If you run that "cat ..." command manually it should give you client data as its output. Try it and see.
If it works, then xymon-rclient should also work and might have a bug. If this doesn't work, then we can reproduce the problem outside of xymon-rclient and it will be easier to work on.

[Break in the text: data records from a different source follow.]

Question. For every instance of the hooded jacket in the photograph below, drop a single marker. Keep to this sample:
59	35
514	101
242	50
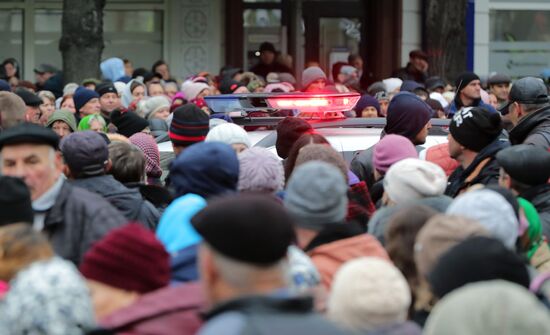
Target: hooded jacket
533	129
180	238
128	201
483	170
77	220
166	311
337	244
539	196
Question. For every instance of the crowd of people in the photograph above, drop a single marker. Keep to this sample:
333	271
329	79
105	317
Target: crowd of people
101	234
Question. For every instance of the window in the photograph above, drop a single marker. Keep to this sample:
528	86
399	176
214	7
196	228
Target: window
519	41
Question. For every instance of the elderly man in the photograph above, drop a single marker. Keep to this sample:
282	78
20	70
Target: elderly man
529	112
71	217
243	266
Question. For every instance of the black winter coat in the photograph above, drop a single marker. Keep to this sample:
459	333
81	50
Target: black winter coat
77	220
128	201
483	170
533	129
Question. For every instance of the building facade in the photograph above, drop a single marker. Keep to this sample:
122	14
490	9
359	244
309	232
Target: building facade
204	35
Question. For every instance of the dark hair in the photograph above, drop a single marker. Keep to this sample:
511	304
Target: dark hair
157	63
128	162
295	150
400	235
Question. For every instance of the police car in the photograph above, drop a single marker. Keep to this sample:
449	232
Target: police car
260	113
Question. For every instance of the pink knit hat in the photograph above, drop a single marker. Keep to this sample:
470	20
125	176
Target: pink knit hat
390	150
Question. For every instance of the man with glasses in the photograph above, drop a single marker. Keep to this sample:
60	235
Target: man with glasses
529	111
499	85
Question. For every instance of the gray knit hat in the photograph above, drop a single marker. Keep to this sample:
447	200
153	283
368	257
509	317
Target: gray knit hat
64	115
316	195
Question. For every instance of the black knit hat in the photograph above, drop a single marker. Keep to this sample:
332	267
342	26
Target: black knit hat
15	201
253	229
475	127
289	131
106	87
464	79
525	163
128	123
189	125
29	133
477	259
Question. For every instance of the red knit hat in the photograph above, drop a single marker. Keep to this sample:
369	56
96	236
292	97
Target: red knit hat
130	258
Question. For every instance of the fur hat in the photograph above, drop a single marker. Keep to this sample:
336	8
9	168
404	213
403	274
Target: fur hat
412	179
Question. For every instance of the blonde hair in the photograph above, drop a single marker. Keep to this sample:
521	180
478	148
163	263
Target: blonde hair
21	245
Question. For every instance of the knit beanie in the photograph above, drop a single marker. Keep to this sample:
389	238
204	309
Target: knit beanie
129	258
127	122
316	195
229	133
490	307
64	115
525	163
413	179
464	79
392	84
364	102
191	89
368	293
15	201
207	169
106	87
81	97
189	125
260	171
475	128
324	153
407	115
477	259
390	150
312	74
147	144
288	132
440	234
154	104
492	211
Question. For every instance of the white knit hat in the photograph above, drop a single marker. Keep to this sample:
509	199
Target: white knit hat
152	105
191	89
412	179
392	84
368	293
492	211
228	133
260	171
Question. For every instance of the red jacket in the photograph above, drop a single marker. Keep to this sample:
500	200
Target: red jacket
167	311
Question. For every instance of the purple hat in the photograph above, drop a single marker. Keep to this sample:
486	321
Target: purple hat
390	150
85	152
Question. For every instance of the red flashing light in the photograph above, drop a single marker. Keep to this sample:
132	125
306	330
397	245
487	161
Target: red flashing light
320	104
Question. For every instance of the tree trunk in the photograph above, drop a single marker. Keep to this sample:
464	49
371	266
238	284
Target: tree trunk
445	36
81	41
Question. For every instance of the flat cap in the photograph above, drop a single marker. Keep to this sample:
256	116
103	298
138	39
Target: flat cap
28	97
525	163
498	78
28	133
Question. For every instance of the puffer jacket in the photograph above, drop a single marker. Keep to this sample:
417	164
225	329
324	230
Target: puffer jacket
128	201
533	129
77	220
339	243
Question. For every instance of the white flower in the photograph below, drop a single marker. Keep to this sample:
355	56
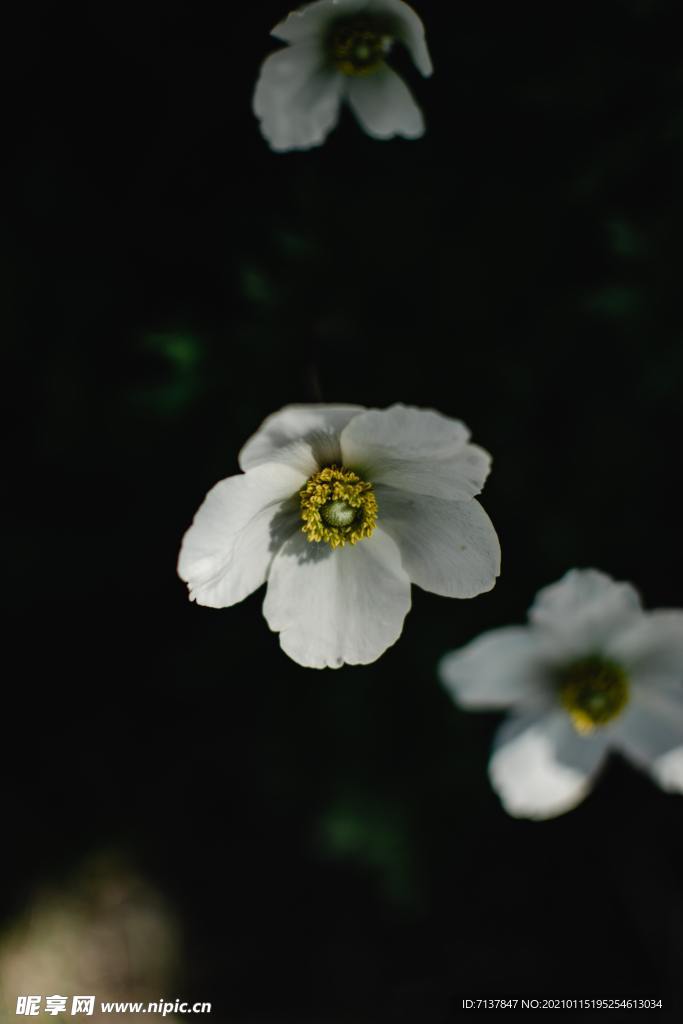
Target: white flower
340	508
591	672
337	51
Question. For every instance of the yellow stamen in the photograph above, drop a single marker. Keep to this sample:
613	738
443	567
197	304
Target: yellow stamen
338	507
594	691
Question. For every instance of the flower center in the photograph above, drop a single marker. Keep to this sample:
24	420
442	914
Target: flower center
359	46
594	691
338	507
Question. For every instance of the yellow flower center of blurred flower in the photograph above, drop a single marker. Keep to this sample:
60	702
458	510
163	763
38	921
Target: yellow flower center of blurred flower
338	507
594	691
358	46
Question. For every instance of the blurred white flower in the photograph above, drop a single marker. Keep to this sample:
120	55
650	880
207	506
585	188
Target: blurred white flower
337	51
340	508
591	672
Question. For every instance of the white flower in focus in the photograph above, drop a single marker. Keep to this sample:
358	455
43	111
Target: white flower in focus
340	509
337	51
592	672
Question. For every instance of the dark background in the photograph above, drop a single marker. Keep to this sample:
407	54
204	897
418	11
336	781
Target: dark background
329	840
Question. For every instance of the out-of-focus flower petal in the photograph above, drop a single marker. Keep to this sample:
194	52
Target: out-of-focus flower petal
499	669
314	18
650	730
651	648
384	105
297	97
541	766
581	612
332	607
412	32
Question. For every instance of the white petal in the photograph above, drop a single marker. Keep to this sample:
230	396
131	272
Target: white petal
313	18
242	523
447	548
500	668
542	767
416	450
338	606
412	32
651	730
651	649
297	97
583	610
668	770
297	430
384	104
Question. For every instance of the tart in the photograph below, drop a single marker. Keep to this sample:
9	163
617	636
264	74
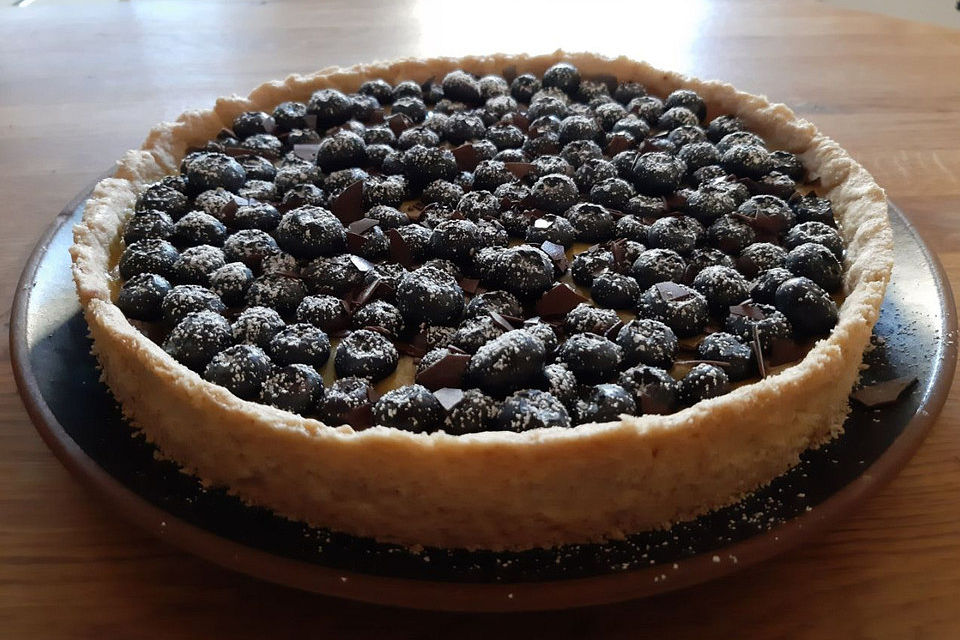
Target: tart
435	302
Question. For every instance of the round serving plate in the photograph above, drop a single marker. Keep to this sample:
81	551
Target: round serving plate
75	414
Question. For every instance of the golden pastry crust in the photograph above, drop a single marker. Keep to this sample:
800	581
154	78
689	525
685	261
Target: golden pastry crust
494	490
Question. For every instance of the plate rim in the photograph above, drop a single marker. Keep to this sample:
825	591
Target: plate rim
469	596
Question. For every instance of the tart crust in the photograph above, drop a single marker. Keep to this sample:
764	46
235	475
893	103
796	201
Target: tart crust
494	490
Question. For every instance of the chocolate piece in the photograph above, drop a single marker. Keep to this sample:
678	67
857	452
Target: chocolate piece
883	393
670	291
399	251
559	300
348	206
466	156
446	372
362	225
398	123
449	397
758	350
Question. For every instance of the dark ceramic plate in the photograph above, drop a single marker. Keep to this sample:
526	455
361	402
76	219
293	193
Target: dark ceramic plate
77	417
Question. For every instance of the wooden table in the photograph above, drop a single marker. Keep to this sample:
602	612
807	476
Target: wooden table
79	84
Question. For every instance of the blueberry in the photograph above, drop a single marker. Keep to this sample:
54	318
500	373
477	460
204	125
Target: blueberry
760	256
554	193
747	160
730	235
631	228
701	258
764	286
593	222
593	171
276	291
647	341
412	107
141	296
459	85
769	211
341	397
591	358
309	231
184	299
816	262
148	256
688	99
197	338
674	117
154	225
653	389
605	403
241	369
657	173
231	282
377	313
809	308
249	246
722	126
463	126
612	192
197	263
430	295
684	310
365	354
677	233
296	388
475	412
331	107
422	165
500	301
811	208
523	270
473	333
532	409
615	291
772	326
159	197
212	170
588	264
524	86
817	232
300	343
585	318
556	229
729	349
506	363
658	265
579	152
702	382
723	287
563	76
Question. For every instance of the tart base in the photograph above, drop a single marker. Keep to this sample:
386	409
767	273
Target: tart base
493	490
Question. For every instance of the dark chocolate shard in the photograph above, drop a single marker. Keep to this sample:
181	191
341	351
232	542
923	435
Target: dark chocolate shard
559	300
449	397
883	393
448	371
399	250
348	205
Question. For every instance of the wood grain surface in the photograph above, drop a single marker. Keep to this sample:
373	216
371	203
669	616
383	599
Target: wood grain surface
82	82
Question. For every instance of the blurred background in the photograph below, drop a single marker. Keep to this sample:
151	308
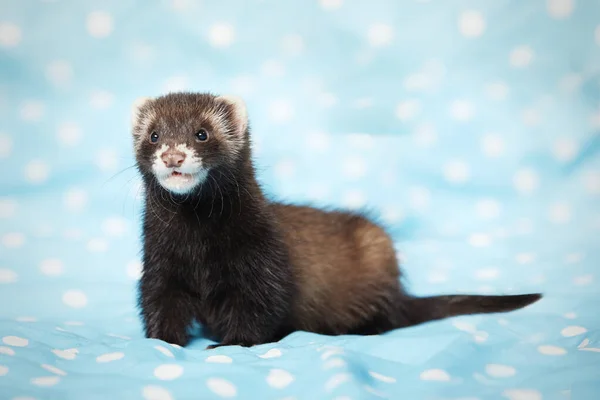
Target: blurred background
470	127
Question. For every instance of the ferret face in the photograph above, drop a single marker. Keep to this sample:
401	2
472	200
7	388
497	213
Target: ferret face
180	137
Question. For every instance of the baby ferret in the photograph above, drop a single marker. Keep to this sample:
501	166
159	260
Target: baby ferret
249	270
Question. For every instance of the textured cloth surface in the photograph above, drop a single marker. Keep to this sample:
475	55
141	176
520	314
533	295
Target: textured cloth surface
470	127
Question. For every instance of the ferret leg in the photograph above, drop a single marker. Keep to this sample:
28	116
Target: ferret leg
167	314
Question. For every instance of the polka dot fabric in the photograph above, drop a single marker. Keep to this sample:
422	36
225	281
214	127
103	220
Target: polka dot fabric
470	128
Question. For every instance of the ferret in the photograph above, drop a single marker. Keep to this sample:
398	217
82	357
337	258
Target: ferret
217	252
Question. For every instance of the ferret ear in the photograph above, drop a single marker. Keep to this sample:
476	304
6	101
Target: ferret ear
138	104
240	112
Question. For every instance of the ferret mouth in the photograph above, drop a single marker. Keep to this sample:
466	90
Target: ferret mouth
181	182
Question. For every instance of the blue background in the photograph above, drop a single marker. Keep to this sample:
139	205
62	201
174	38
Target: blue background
470	127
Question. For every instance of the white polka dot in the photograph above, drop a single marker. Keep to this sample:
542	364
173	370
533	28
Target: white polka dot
292	45
13	240
74	298
99	24
115	226
522	394
456	171
337	380
550	350
334	363
492	145
279	378
281	111
108	357
97	245
382	378
101	99
52	267
480	240
363	141
272	68
59	72
165	351
407	109
53	369
69	134
5	145
167	372
219	359
37	171
152	392
464	326
285	169
471	24
68	354
354	199
272	353
462	110
331	4
559	213
565	149
559	8
45	381
487	274
521	57
499	371
525	258
8	276
318	141
583	280
134	269
176	84
75	199
425	135
497	91
221	35
573	331
10	34
15	341
526	181
419	198
221	387
32	110
380	35
435	375
354	168
74	323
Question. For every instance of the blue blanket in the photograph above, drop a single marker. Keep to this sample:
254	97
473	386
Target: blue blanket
470	128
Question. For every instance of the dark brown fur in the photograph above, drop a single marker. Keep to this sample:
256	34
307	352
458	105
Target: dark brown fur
252	271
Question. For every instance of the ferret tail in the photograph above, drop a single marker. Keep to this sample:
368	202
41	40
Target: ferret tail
418	310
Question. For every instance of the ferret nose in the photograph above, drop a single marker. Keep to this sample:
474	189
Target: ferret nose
173	159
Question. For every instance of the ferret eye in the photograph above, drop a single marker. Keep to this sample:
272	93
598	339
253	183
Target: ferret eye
202	135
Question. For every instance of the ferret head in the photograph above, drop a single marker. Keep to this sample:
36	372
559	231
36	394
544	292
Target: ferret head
178	138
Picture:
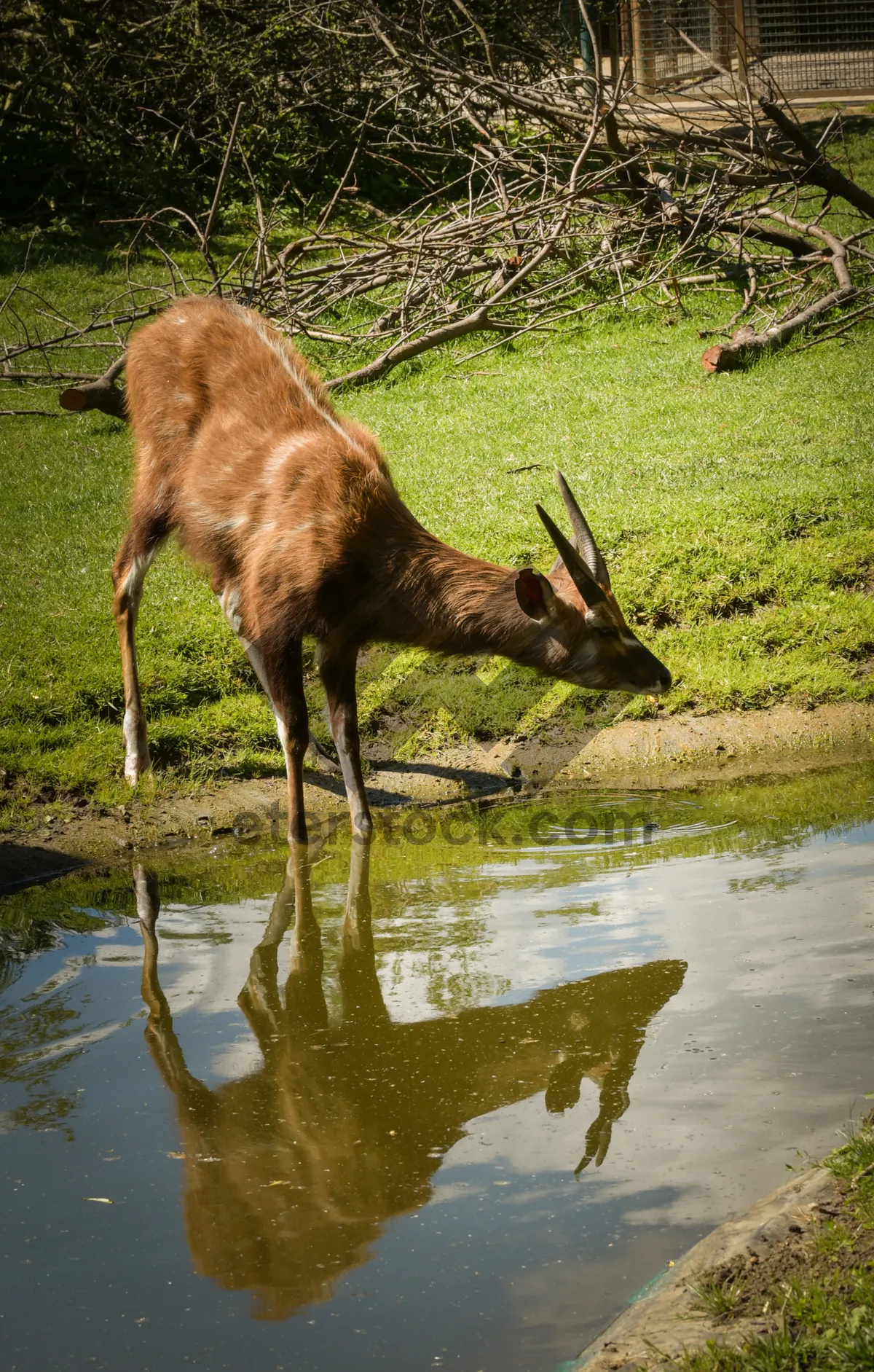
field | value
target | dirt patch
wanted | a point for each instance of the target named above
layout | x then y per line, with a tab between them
667	752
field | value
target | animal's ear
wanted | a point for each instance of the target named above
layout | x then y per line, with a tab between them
535	596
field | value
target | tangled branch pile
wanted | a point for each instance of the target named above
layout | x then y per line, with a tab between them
546	194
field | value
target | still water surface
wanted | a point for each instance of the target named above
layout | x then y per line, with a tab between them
444	1103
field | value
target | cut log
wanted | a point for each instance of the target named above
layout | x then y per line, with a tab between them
745	342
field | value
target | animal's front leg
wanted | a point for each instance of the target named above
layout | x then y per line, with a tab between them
338	674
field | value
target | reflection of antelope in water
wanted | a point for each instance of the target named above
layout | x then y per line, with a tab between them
294	1169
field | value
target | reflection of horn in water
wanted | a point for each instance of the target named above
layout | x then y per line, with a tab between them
294	1171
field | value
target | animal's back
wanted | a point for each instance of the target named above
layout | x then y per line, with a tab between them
261	478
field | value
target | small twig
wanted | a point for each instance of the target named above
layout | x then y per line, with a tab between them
205	238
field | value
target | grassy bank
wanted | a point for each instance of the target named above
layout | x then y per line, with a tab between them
815	1294
736	512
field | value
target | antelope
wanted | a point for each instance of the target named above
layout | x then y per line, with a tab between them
295	1169
291	509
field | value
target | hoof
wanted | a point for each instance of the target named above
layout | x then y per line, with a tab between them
135	767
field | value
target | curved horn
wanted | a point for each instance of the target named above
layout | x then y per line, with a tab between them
580	575
585	538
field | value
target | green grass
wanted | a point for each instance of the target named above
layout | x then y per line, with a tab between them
822	1317
736	512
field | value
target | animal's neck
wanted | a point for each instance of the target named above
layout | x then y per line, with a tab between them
452	603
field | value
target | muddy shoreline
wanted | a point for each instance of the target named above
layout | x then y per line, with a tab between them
669	752
664	1322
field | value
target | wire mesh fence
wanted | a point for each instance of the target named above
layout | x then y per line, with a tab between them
782	46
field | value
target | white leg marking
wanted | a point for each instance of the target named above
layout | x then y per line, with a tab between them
229	601
136	752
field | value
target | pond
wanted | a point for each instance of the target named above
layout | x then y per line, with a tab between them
444	1102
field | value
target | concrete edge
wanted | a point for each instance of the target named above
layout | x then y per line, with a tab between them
661	1322
664	753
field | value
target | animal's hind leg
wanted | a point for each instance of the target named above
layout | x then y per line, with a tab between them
135	557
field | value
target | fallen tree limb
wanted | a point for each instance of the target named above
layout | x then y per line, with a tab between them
816	168
101	394
747	340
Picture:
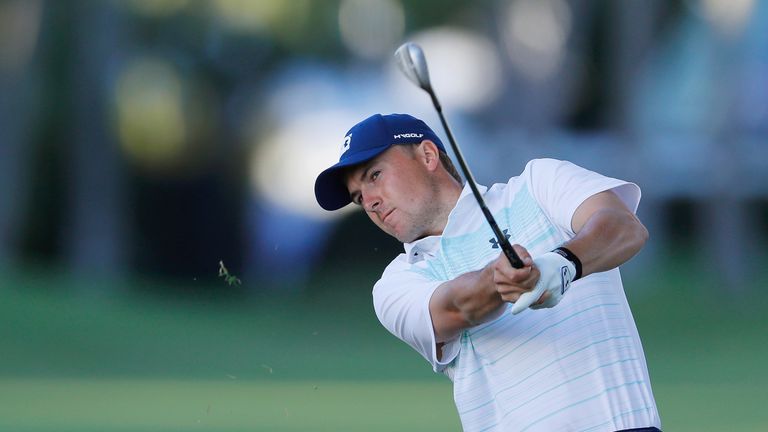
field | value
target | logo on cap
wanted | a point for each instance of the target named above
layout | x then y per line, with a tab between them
410	135
347	142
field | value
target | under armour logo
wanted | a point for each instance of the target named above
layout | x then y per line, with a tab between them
347	142
495	242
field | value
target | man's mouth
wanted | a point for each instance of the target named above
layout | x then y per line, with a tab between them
386	215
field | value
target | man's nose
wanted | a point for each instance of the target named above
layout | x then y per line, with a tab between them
371	202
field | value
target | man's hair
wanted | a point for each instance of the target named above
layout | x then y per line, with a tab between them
446	161
448	165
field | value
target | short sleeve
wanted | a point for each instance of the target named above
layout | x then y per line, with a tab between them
561	186
401	301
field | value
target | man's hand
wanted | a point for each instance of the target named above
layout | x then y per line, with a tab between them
512	283
557	273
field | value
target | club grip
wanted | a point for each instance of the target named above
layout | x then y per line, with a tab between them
510	253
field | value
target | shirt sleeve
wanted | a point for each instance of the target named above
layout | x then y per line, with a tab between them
401	301
561	186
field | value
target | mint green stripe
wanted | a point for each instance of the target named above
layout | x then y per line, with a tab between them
537	335
646	409
581	402
549	389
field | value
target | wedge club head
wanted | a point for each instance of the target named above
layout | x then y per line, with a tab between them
411	61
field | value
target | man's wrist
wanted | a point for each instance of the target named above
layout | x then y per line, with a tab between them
570	256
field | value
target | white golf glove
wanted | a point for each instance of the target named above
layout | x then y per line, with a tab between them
557	273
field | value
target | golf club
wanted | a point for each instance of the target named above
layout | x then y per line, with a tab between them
411	61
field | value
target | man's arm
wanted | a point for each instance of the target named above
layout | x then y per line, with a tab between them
608	234
474	298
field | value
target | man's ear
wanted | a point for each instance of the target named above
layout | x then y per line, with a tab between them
430	154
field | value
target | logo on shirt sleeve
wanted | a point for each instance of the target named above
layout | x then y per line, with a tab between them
495	242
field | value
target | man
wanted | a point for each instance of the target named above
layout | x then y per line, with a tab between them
573	360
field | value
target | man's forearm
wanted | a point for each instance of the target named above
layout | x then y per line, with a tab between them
609	238
464	302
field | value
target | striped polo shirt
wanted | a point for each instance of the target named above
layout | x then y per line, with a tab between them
576	367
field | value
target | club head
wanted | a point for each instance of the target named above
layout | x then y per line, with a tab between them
411	61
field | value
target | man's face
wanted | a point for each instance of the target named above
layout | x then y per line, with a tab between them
397	192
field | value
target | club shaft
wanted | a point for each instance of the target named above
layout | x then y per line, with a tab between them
506	247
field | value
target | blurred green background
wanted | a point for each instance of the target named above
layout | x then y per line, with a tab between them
144	141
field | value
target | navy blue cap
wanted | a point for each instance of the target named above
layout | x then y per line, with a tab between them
363	142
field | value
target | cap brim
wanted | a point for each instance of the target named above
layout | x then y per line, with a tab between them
330	186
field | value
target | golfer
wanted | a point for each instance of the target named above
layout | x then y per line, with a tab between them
551	346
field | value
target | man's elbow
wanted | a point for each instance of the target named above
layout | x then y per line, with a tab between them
639	236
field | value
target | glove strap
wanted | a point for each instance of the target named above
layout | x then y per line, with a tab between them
570	256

I wonder if it's to do with the shell on the FreeNAS. If it's a non-standard shell, you might need to force a shell in the ssh parameters, with something like:
cmd(ssh -T -i /home/xymon/.ssh/xymon-rclient root@%{H} /bin/bash),ostype(freebsd)
J
Great news. Thanks for the update. I'll add FreeNAS to the compatibility list, with the shell caveat. On 01/08/2014 4:02 PM, "Kris Springer" <kspringer at innovateteam.com> wrote:
Well done!! Adding the '/bin/bash' to the cmd line worked! Results are flowing in and all is well. Thanks for help. Good job. :-)
Thank you.
Kris Springer
On 7/31/2014 7:21 PM, Jeremy Laidman wrote:
On 1 August 2014 10:45, Root, Paul T <Paul.Root at centurylink.com> wrote:
Yes. The xymon-rclient script scp’s the proper script from ~/client/bin to the client and runs it.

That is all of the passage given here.